Une fois toutes les formalités faites, petite fouille de la voiture et hop on peut rentrer. Le tout nous aura pris environ 2h (sortie de l’Iran + entrée au Turkménistan). Ce qui est bien, mais pas top.

 

Ashgabat, la capitale est à environ 25km de la frontière. Dès qu’on y entre, on a l’impression de se trouver dans un autre monde. Des boulevards immenses, et les quelques voitures qui y circulent sont toutes récentes, blanches et surtout très propres. Ah oui, on risque une amende si on se promène ici dans une voiture sale…

 

Le blanc domine la ville. L’ancien président a reconstruit une grande partie des batiments en marbre. Alors oui c’est très beau mais apparament la ville était beaucoup plus verte avant. Il y a néanmoins de nombreux très jolis parcs, et surtout la ville est nickel, pas un déchet ne traîne par terre. La bonne surprise c’est la conduite ! Après l’Iran cela nous fait bizarre de voir les gens respecter les priorités et ne pas couper notre route.

 

On se gare sur un parking d’un hôtel où l’on est autorisés à rester pour la nuit. Et nous allons vite chercher se qui nous manquait un peu en Iran, une bonne vieille bière.

Ca fait plaisir !

 

La chaleur est étouffante, près de 40°, et malgré cela la piscine de l’hôtel n’est pas ouverte : ‘not warm enough !’ nous dit on à la réception.

 

Nous attendons la fin d’après midi pour aller faire un tour dans la ville.
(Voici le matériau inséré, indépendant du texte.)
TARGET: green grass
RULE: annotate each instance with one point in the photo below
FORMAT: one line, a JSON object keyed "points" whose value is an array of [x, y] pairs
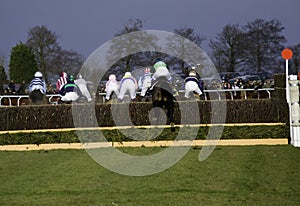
{"points": [[229, 132], [240, 175]]}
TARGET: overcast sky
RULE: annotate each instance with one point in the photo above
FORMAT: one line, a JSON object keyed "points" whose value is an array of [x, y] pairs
{"points": [[84, 25]]}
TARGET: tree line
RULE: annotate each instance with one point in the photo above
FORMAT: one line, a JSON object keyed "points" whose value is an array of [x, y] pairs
{"points": [[252, 48]]}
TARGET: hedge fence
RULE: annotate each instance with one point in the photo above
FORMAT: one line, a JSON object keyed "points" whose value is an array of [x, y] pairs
{"points": [[28, 117]]}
Un petit tour dans le bazar russe pour échanger quelques dollars, et lorsque Leslie sort son appareil photo, un grand gaillard surgit devant nous en s’exclamant ‘no photo, no photo !’ Ca n’est qu’un marché, on ne comprend pas trop.

 

On va faire un petit tour sur la place de l’Indépendance, et on aperçoit deux policiers. On décide d’aller les voir pour leur demander ce qu’on peut, et ce qu’on ne peut pas prendre en photo autour de cette place (il y a beaucoup de bâtiments officiels, et surtout le palais présidentiel un peu plus loin). Mais on a même pas le temps d’arriver jusqu’à eux qu’ils nous dégagent fissa fissa à coup de grand geste et de cris en russe. Bah oui, on était quand même à près de 200m du palais présidentiel, faut pas déconner.

Des photos pas très légales

 

 

 

On se pose quelques minutes dans un parc avec ce bon vieux Lénine pour nous tenir compagnie, puis on retourne tranquillement vers l’hôtel.

 

On se fait accoster par un turkmène qui parle un peu l’anglais. On comprend un peu mieux là où on a mis les pieds. C’est un état paranoïaque, ultra-policier et tout le monde est surveillé. Nous également : on nous a fourni un traceur GPS à brancher dans notre voiture et à rendre à la sortie du pays.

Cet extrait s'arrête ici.